Analyses of individual buildings and of town layouts were undertaken for sites on the Swahili coast. The study of individual buildings included comparative review of stone-built palatial complexes as well as stone houses. This brought new understanding of underlying principles shared along the Swahili coast for potential movement and visibility properties of space within the residential structures. The issue of visibility was explored for two other urban features in the built environment: pillar tombs and town walls, which included review of research on these phenomena and new considerations of their long-term role for the concepts of Swahili identity and social trust in this cosmopolitan urban society. On the settlement scale, street networks were analysed respective to assess the positioning of open (public) spaces, mosques and town gates.
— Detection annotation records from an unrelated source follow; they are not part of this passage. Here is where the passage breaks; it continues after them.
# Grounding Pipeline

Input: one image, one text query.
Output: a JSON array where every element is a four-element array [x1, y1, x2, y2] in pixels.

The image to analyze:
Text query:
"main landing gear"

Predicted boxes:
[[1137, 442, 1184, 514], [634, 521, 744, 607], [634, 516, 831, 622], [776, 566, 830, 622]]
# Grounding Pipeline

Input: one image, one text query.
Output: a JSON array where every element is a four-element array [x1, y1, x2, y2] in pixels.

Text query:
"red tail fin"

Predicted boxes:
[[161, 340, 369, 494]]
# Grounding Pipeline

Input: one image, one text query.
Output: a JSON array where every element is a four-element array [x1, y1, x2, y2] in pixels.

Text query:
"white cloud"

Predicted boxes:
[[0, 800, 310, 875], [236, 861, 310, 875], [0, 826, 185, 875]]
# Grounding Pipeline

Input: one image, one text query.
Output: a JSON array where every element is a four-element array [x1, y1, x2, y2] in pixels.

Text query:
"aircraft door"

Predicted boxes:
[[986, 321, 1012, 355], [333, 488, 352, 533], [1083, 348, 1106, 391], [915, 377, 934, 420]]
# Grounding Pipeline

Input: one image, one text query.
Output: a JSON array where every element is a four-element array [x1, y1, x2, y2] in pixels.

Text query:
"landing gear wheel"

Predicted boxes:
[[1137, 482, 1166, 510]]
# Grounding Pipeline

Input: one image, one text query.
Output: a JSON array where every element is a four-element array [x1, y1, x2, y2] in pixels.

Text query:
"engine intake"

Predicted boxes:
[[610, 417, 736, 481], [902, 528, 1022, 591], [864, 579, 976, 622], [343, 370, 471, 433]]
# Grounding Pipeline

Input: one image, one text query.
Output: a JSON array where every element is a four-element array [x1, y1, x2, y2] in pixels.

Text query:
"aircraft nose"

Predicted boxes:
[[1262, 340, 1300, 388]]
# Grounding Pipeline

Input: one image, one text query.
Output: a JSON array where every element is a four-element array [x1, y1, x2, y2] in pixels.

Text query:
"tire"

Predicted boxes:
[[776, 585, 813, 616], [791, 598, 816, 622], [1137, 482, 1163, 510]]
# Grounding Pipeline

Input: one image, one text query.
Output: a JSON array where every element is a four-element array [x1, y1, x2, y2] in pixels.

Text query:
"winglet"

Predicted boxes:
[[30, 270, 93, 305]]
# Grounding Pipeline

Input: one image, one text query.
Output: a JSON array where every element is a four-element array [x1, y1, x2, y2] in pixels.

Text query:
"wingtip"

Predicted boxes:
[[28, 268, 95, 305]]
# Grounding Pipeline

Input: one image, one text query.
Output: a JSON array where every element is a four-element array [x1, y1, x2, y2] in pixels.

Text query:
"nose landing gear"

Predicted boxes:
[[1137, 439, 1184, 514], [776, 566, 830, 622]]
This study was only possible for later living towns with colonial history such as Mombasa Old Town. The outcomes were compared with similar analyses of West African trading towns, undertaken on the basis of satellite images, maps and recent surveys. The cross-regional and cross-cultural comparisons brought revelations about the important role the urban quarters played in maintaining an equilibrium of social power and how their structure created materially-constituted spatial terms for intra-town cooperation and competition such as access to trade-related spaces and opportunities.
The project was divided in three work packages, realised over the outgoing and incoming phase. The outgoing phase which took place at the Centre of African Studies, University of Basel, Switzerland. The incoming phase, realized at the Department of Archaeology and Ancient History, Uppsala University, Sweden.
WP 1. Interdisciplinary research on the themes of East African/ Swahili urban studies (month 1-6)
• 7 seminars attended, with 2 presentations given
• 2 conferences: Africa Days (Pilsen, Czech Republic), “Territoriality” workshop (Basel)
• 2 popular articles (see Dissemination activities section below)
• Interview for University of Basel News
• Report on Africa Days conference for Swiss Society of African Studies
• 1 research article submitted, 2 other articles in preparation by end of this phase
WP 2. Comparative review of social themes in urbanism of West and South Africa (month 7-20)
• 13 seminars attended, with 5 presentations given
• 6 conferences: Structure of infrastructure (Liverpool; Society of Africanist Archaeologists (Toulouse); World Archaeological Congress (Kyoto); Central Europe TAG (Bratislava); Socio-environmental dynamics workshop (Kiel, Germany); Secondary cities (Basel)
• 2 peer-reviewed articles published
• 2 research articles submitted
• 1 public lecture
• Organisation of a panel at the Swiss Researching Africa Days, Bern, November 2016
WP 3. Comparative analysis and implications for Swahili archaeology (month 21-32)
• 14 seminars attended, with 2 presentations given
• 6 conferences: Identities and identifications Euroacademia conference (Florence); ECAS (Basel); European Association of Archaeologists (Maastricht); Central Europe TAG (Vienna); African Archaeology Research Day (York); CEA (Modena); Society for American Archaeology (Washington)
• 3 peer-reviewed articles published
• 2 research articles submitted, 1 submitted
• 1 public lecture
• Organisation of an international conference Biannual CRG African History Conference, University of West Bohemia, 14-16 June 2018.
The findings of the project are highly interdisciplinary and have a broader research and educational relevance for students, professionals in a range of disciplines, policy stakeholders and the general public. As such the results of the projects have been regularly presented at university seminars in Switzerland, sweden, the UK and the Czech Republic, and at public lectures and through widely accessible university newsletters oriented towards the public.